Alexander McFarlane Alexander McFarlane - 4 months ago 13
Python Question

Apply a function to the 0-dimension of an ndarray

Problem




  • I have an
    ndarray
    , defined by
    arr
    that is an
    n
    -dimensional cube with length
    m
    in each dimension.

  • I want to act a function,
    func
    , by slicing along the dimension
    n=0
    and taking each
    n-1
    -dim slice as an input to the function.



This seems to work for
map()
but I can't find a
numpy
variant that is appropriate.
np.vectorise
seems to split the
n-1
-tensor into individual scalar entries. Neither
apply_along_axis
or
apply_over_axes
seem appropriate either.

My problem is such that I need to pass arbitrary functions as inputs so I do not see a solution with
einsum
being feasible either.

Question




  • Do you know the best
    numpy
    alternative to using
    np.asarray(map(func, arr))
    ?



Example



I define an example array,
arr
as a
4
-dim cube (or 4-tensor) by:

m, n = 3, 4
arr = np.arange(m**n).reshape((m,)*n)


I define an example function
f
,

def f(x):
"""makes it obvious how the np.ndarray is being passed into the function"""
try: # perform an op using x[0,0,0] which is expected to exist
i = x[0,0,0]
except:
print '\nno element x[0,0,0] in x: \n{}'.format(x)
return np.nan
return x-x+i


The expected result,
res
, from this function would remain the same shape but would satisfy the following:

print all([(res[i] == i*m**(n-1)).all() for i in range(m)])

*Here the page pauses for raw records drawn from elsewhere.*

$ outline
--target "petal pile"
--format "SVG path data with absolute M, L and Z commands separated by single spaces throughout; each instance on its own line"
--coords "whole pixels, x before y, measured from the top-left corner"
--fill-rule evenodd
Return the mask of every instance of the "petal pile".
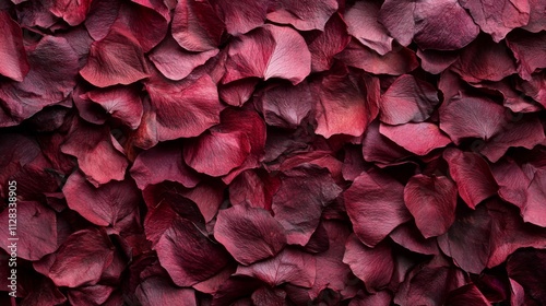
M 546 305 L 546 0 L 0 0 L 0 305 Z

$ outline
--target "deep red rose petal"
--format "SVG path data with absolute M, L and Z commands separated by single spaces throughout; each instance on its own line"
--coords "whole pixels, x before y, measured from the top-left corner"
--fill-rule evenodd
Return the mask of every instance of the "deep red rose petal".
M 312 255 L 287 248 L 274 258 L 248 267 L 239 266 L 235 273 L 252 276 L 272 287 L 284 283 L 311 287 L 314 283 L 316 271 L 316 259 Z
M 286 244 L 284 228 L 268 211 L 245 205 L 219 211 L 214 237 L 242 264 L 273 257 Z
M 180 47 L 200 52 L 217 48 L 225 25 L 209 1 L 181 0 L 176 5 L 171 27 Z
M 21 82 L 31 69 L 23 46 L 21 27 L 7 12 L 0 11 L 0 31 L 3 33 L 0 38 L 0 56 L 2 57 L 0 74 Z
M 358 237 L 352 235 L 345 248 L 343 262 L 364 281 L 368 292 L 380 291 L 389 284 L 394 270 L 394 260 L 387 243 L 369 248 L 363 245 Z
M 404 186 L 379 170 L 361 173 L 343 198 L 355 234 L 368 247 L 412 217 L 404 204 Z
M 442 235 L 455 221 L 456 186 L 448 177 L 412 177 L 404 201 L 425 238 Z

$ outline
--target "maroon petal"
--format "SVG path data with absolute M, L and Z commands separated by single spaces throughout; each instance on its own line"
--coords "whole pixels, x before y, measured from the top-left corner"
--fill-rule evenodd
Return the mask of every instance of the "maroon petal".
M 218 212 L 214 237 L 242 264 L 273 257 L 286 244 L 284 228 L 268 211 L 245 205 Z
M 337 10 L 337 1 L 280 0 L 273 2 L 268 20 L 274 23 L 292 24 L 299 31 L 324 30 L 324 24 Z
M 357 2 L 343 15 L 348 25 L 348 33 L 366 47 L 383 56 L 392 50 L 392 37 L 378 20 L 378 2 Z
M 310 86 L 301 82 L 296 86 L 275 84 L 260 96 L 263 117 L 269 126 L 296 129 L 307 118 L 314 104 Z
M 381 96 L 380 119 L 389 125 L 422 122 L 439 103 L 438 93 L 429 83 L 405 74 Z
M 130 87 L 112 87 L 107 90 L 92 91 L 86 97 L 100 105 L 111 117 L 136 129 L 142 118 L 142 102 L 140 96 Z
M 218 49 L 216 48 L 204 52 L 187 51 L 168 35 L 162 44 L 154 48 L 149 58 L 165 78 L 180 81 L 188 76 L 193 69 L 204 64 L 217 54 Z
M 3 33 L 0 38 L 0 54 L 3 58 L 0 74 L 21 82 L 31 69 L 23 46 L 23 32 L 4 11 L 0 12 L 0 28 Z
M 466 82 L 500 81 L 515 73 L 515 61 L 503 42 L 496 44 L 484 35 L 461 52 L 453 71 Z
M 293 84 L 311 72 L 311 54 L 295 30 L 264 25 L 239 36 L 229 46 L 224 83 L 244 78 L 281 78 Z
M 62 192 L 70 209 L 99 226 L 118 227 L 118 223 L 135 213 L 139 191 L 130 180 L 111 181 L 95 188 L 74 172 L 64 184 Z
M 346 70 L 341 72 L 331 73 L 313 84 L 313 92 L 319 95 L 314 109 L 316 133 L 327 139 L 334 134 L 361 136 L 378 115 L 377 101 L 367 98 L 379 90 L 377 80 L 345 74 Z
M 239 266 L 235 273 L 258 279 L 272 287 L 284 283 L 311 287 L 314 283 L 316 271 L 313 256 L 287 248 L 271 259 L 248 267 Z
M 209 1 L 182 0 L 176 5 L 171 33 L 188 51 L 209 51 L 218 47 L 224 23 Z
M 197 175 L 183 163 L 178 143 L 165 143 L 141 152 L 131 167 L 131 176 L 139 189 L 165 180 L 178 181 L 192 188 L 199 183 Z
M 176 217 L 155 245 L 159 262 L 178 286 L 190 286 L 219 272 L 225 250 L 191 222 Z
M 98 87 L 128 85 L 150 76 L 139 42 L 122 27 L 112 27 L 105 38 L 93 43 L 80 74 Z
M 498 187 L 491 170 L 479 155 L 449 149 L 444 151 L 443 158 L 449 164 L 459 195 L 471 209 L 497 193 Z
M 345 248 L 343 262 L 347 263 L 353 273 L 364 281 L 368 292 L 380 291 L 390 283 L 394 260 L 387 243 L 369 248 L 352 235 Z
M 27 56 L 31 70 L 23 82 L 0 84 L 0 114 L 10 115 L 2 118 L 0 127 L 19 123 L 44 107 L 64 101 L 75 86 L 78 55 L 67 39 L 45 36 L 27 49 Z
M 257 28 L 265 21 L 269 2 L 257 0 L 251 2 L 234 2 L 228 0 L 210 0 L 211 4 L 223 16 L 227 32 L 232 35 L 245 34 Z
M 5 190 L 8 190 L 8 187 Z M 5 197 L 5 199 L 9 198 Z M 12 240 L 17 246 L 17 257 L 34 261 L 57 249 L 57 215 L 55 211 L 38 202 L 17 201 L 15 208 L 10 204 L 2 211 L 0 220 L 7 225 L 12 225 L 10 215 L 13 216 L 13 214 L 16 215 L 19 221 L 16 232 L 8 231 L 8 226 L 5 226 L 5 229 L 0 232 L 0 237 L 5 242 L 19 238 L 16 242 Z M 12 233 L 16 235 L 12 235 Z M 7 254 L 12 252 L 8 248 L 10 243 L 2 246 Z
M 497 43 L 505 38 L 512 28 L 529 23 L 531 8 L 526 0 L 501 0 L 494 5 L 480 0 L 460 0 L 459 2 L 468 10 L 482 31 L 490 34 Z
M 50 11 L 54 15 L 63 19 L 71 26 L 75 26 L 85 21 L 91 2 L 92 0 L 56 0 Z
M 82 145 L 85 140 L 85 145 Z M 61 152 L 78 158 L 80 169 L 95 186 L 110 180 L 122 180 L 129 165 L 119 151 L 119 144 L 107 127 L 98 128 L 86 122 L 74 122 L 68 140 L 61 144 Z M 97 167 L 97 165 L 100 165 Z
M 197 137 L 219 122 L 224 109 L 218 99 L 216 84 L 204 74 L 197 80 L 146 84 L 151 98 L 150 122 L 142 120 L 143 129 L 151 129 L 158 141 Z
M 534 8 L 533 8 L 534 10 Z M 519 31 L 507 37 L 507 45 L 518 62 L 518 72 L 524 80 L 539 68 L 546 68 L 546 33 L 530 34 Z
M 404 186 L 379 170 L 360 174 L 343 197 L 355 234 L 368 247 L 412 217 L 404 204 Z
M 456 186 L 448 177 L 412 177 L 404 201 L 425 238 L 442 235 L 455 221 Z
M 479 33 L 479 27 L 458 0 L 419 1 L 413 14 L 414 40 L 423 49 L 461 49 Z
M 333 14 L 327 22 L 323 32 L 316 35 L 308 34 L 305 37 L 311 52 L 312 72 L 329 70 L 332 67 L 333 57 L 343 51 L 351 42 L 347 25 L 339 13 Z
M 442 251 L 466 272 L 479 274 L 489 261 L 491 251 L 491 217 L 480 205 L 458 216 L 449 232 L 438 237 Z
M 136 287 L 135 294 L 142 305 L 198 305 L 195 292 L 192 289 L 176 287 L 168 280 L 159 276 L 142 281 Z
M 304 164 L 284 172 L 272 209 L 288 244 L 305 246 L 319 226 L 322 210 L 341 191 L 330 173 L 318 166 Z
M 384 56 L 360 45 L 355 38 L 336 56 L 347 66 L 363 69 L 373 74 L 401 75 L 419 67 L 415 52 L 402 47 Z
M 34 268 L 58 286 L 96 284 L 114 258 L 114 247 L 100 229 L 83 229 L 70 235 L 57 252 L 35 262 Z

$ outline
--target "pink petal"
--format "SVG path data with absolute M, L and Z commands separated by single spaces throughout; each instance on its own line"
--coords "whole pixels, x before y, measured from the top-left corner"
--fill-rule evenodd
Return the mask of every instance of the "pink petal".
M 343 198 L 355 234 L 368 247 L 411 219 L 404 204 L 404 186 L 379 170 L 361 173 Z
M 209 1 L 181 0 L 173 16 L 175 40 L 188 51 L 207 51 L 218 47 L 224 23 Z
M 242 264 L 273 257 L 286 244 L 284 228 L 268 211 L 245 205 L 219 211 L 214 237 Z
M 417 155 L 426 155 L 432 150 L 451 143 L 451 139 L 429 122 L 387 126 L 381 123 L 379 132 L 397 145 Z
M 459 2 L 468 10 L 482 31 L 490 34 L 497 43 L 505 38 L 512 28 L 529 23 L 531 8 L 527 0 L 501 0 L 495 4 L 480 0 L 460 0 Z
M 389 125 L 422 122 L 430 116 L 438 103 L 435 87 L 413 75 L 404 74 L 381 97 L 380 119 Z
M 448 177 L 412 177 L 404 201 L 425 238 L 442 235 L 455 221 L 456 186 Z
M 139 42 L 121 27 L 112 27 L 105 38 L 93 43 L 80 74 L 98 87 L 128 85 L 150 76 Z
M 369 248 L 352 235 L 345 244 L 343 262 L 364 281 L 368 292 L 377 292 L 391 281 L 394 270 L 392 250 L 387 243 Z
M 4 11 L 0 12 L 0 31 L 3 33 L 0 38 L 0 55 L 2 56 L 0 74 L 21 82 L 31 69 L 23 46 L 23 32 Z
M 443 158 L 449 164 L 459 195 L 471 209 L 497 193 L 497 183 L 489 165 L 476 153 L 448 149 L 443 152 Z
M 239 266 L 235 274 L 258 279 L 272 287 L 284 283 L 311 287 L 314 283 L 316 271 L 313 256 L 287 248 L 273 258 L 248 267 Z

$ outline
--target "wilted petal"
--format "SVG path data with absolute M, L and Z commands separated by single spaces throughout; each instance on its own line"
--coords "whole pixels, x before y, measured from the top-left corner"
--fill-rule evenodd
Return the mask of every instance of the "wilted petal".
M 356 236 L 369 247 L 412 217 L 404 204 L 404 186 L 379 170 L 360 174 L 343 197 Z
M 245 205 L 218 213 L 214 237 L 242 264 L 273 257 L 286 244 L 284 228 L 268 211 Z

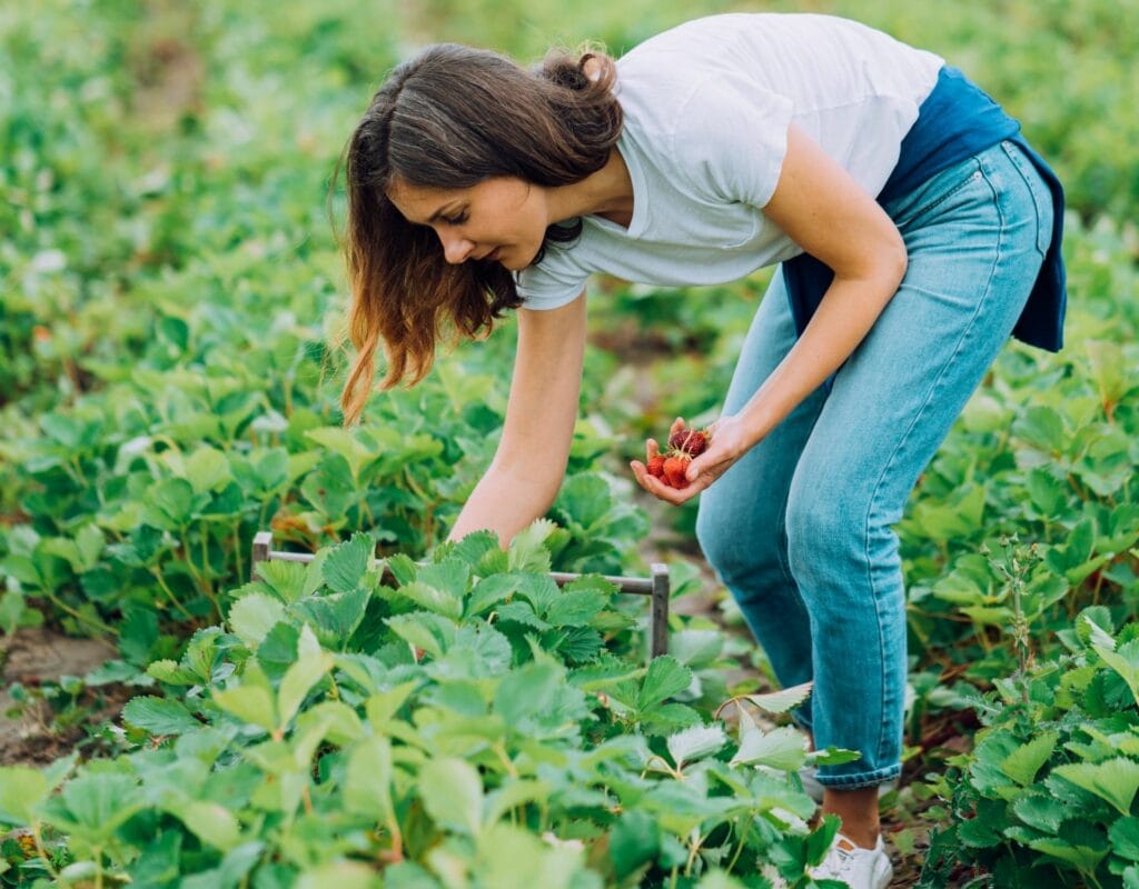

This works with the default
map()
function,

res = np.asarray(map(f, a))
print all([(res[i] == i*m**(n-1)).all() for i in range(m)])
True


I would expect
np.vectorize
to work in the same way as
map()
but it acts in scalar entries:

res = np.vectorize(f)(a)

no element x[0,0,0] in x:
0
...

Answer

Given that arr is 4d, and your fn works on 3d arrays,

np.asarray(map(func, arr))

looks perfectly reasonable. I'd use the list comprehension form, but that's a matter of programming style

np.asarray([func(i) for i in arr])

for i in arr iterates on the first dimension of arr. In effect it treats arr as a list of the 3d arrays. And then it reassembles the resulting list into a 4d array.

np.vectorize doc could be more explicit about the function taking scalars. But yes, it passes values as scalars. Note that np.vectorize does not have provision for passing an iteration axis parameter. It's most useful when your function takes values from several array, something like

 [func(a,b) for a,b in zip(arrA, arrB)]

It generalizes the zip so allow for broadcasting. But otherwise it is an iterative solution. It knows nothing about the guts of your func, so it can't speed up its calls.

np.vectorize ends up calling np.frompyfunc, which being a bit less general is a bit faster. But it too passes scalars to the func.

np.apply_along/over_ax(e/i)s also iterate over one or more axes. You may find their code instructive, but I agree they don't apply here.

A variation on the map approach is to allocate the result array, and index:

In [45]: res=np.zeros_like(arr,int)
In [46]: for i in range(arr.shape[0]):
    ...:     res[i,...] = f(arr[i,...])

This may be easier if you need to iterate on a different axis than the 1st.

You need to do your own timings to see which is faster.

========================

An example of iteration over the 1st dimension with in-place modification:

In [58]: arr.__array_interface__['data']  # data buffer address
Out[58]: (152720784, False)

In [59]: for i,a in enumerate(arr):
    ...:     print(a.__array_interface__['data'])
    ...:     a[0,0,:]=i
    ...:     
(152720784, False)   # address of the views (same buffer)
(152720892, False)
(152721000, False)

In [60]: arr
Out[60]: 
array([[[[ 0,  0,  0],
         [ 3,  4,  5],
         [ 6,  7,  8]],

        ...

       [[[ 1,  1,  1],
         [30, 31, 32],
         ...

       [[[ 2,  2,  2],
         [57, 58, 59],
         [60, 61, 62]],
       ...]]])

When I iterate over an array, I get a view that starts at successive points on the common data buffer. If I modify the view, as above or even with a[:]=..., I modify the original. I don't have to write anything back. But don't use a = ...., which breaks the link to the original array.